Lange Anfahrt und wenig Ausbeute

Lange Anfahrt und wenig Ausbeute

Voller Tatendurst machten sich 11 Hanauer Volleyballer auf den Weg nach Stadtallendorf. Optimal vorbereitet mit Kuchen, dem Nach-dem-Spiel-Bier und ausreichend Motivation schaute man sich zunächst die Begegnung zwischen den bislang ungeschlagenen jungen Biedenkopfer Team und Stadtallendorf an. Überraschend verlor Biedenkopf 0:3.

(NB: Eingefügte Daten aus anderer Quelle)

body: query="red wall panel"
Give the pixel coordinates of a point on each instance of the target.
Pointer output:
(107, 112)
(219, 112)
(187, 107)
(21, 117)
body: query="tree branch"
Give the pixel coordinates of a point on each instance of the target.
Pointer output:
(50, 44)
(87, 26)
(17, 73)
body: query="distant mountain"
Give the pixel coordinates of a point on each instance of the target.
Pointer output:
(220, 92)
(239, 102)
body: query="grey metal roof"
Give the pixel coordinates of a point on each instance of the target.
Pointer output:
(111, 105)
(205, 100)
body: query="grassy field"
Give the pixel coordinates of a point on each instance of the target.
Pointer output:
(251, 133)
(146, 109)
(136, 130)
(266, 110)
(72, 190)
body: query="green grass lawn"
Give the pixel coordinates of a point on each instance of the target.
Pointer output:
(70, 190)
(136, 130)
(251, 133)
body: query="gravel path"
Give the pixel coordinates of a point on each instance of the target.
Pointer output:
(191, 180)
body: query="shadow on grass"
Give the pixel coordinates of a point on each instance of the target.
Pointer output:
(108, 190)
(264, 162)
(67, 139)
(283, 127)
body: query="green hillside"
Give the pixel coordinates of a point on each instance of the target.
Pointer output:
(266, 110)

Die Hanauer starten mit Marek Wanior in der Mitte und Jacek Iwanowski, die im Training gute Leistung zeigten. Der TSV Hanau startete nervös und lag schnell mit 2:7 Punkte hinten. Dank der Motivationsrede von Coach Jörg Scholz (Scholle) sammelte sich Hanau und konnte dann auf 6:7 verkürzen. Leider konnte diese Leistung nicht konstant abgerufen werden, so dass die Gastgeber wieder auf 7:13 davon zogen. Mit Kampfgeist und Einsatz hatten die Hanauer bei 25:24 sogar einen Satzball. Durch Eigenfehler verlor man den ersten Satz aber noch mit 26:28.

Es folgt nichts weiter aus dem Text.